Le chantier a été long et il fallu attendre 2 ans avant de passer vraiment à la réalisation de cet étang. Les dessins en plans et en coupes, pour autant qu’ils soient utiles à définir le projet pour les autres, ne me satisfaisaient pas. Ayant ressaisi le pinceau, l’encre et le papier chinois depuis quelques temps, j’ai tenté timidement d’exprimer ce que je cherchais, où plutôt ce que les pierres me donnaient à sentir. Porter l’encre autour de zones non-peintes, « en réserve » comme il est d’usage dans la peinture chinoise me forçait à donner le poids, l’importance de ces masses de roche par cette retenue même. Il aurait été aisé de chercher à révéler les détails, les fissures, les ombres, les textures de ces rochers mais à ne pas les peindre m’obligeait à ne plus m’attacher aux détails qui les composaient mais à leur existence, à leur présence. Ainsi je me révélais à moi-même le bien fondé de leur présence pour construire ce moment de repos du grand vide qui dévalait dans le projet.

La falaise de la Rive Droite d’Auxerre :

Le projet venait d’être élaboré pour les Brichères quand nous eûmes la chance de pouvoir nous attacher à un autre projet urbain important sur l’autre rive de l’Yonne à Auxerre.

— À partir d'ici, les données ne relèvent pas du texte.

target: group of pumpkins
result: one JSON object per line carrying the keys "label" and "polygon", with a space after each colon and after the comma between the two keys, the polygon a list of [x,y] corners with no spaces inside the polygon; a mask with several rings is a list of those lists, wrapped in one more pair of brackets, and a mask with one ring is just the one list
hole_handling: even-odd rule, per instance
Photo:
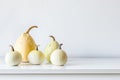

Le patchwork de maisonnettes, de barres, d’opérations successives de logement social manquait de centre clairement identifié et surtout aménagé. Il s’agit alors de restituer une montée sur la colline, à partir d’une grande place construite.

A mi-montée, j’ai installé une falaise qui imposera dans la perspective sa façade de gros blocs de calcaire blanc. Le pinceau m’a alors, dès le début, permis de mieux cerner la dimension et la puissance de ce que je cherchais à mettre en place. Face au piton sur lequel la rive historique d’Auxerre s’est édifiée de pans d’églises et de monastères, les masses blanches des pierres massives construiront une falaise, un rempart, un autre piton.

Les falaises de l’Amont Quentin à Cherbourg :

L’Amont Quentin est l’autre « montagne » de Cherbourg. Nous y avons, après démolition des barres de logements qui barraient la colline, aménagé un nouveau quartier organisé et structuré par les vues vers la mer. C’est le vide, un vide dynamique qui relie la mer, la rade, le port et la roche en strates de grès qui s’échappent en pics rocheux de la colline verte. C’est le vide qui décide du plan masse, des constructions, de leurs emplacements et de leurs gabarits.

Afin de marquer fortement une rupture de pente, une sorte d’amphithéâtre de grosses pierres, venues de la carrière de grès située juste en face dans la montagne du Roule, occupent et dessinent la différence de niveaux. D’autres massifs alignés soulignent la pente de l’espace central. Dès lors que ces masses ont été posées, l’espace s’est reposé. Dans la pente, une longue succession d’escaliers de granit massif gris s’adossent à des murets de grès provenant des strates subitement rouges carmin de la carrière du Roule.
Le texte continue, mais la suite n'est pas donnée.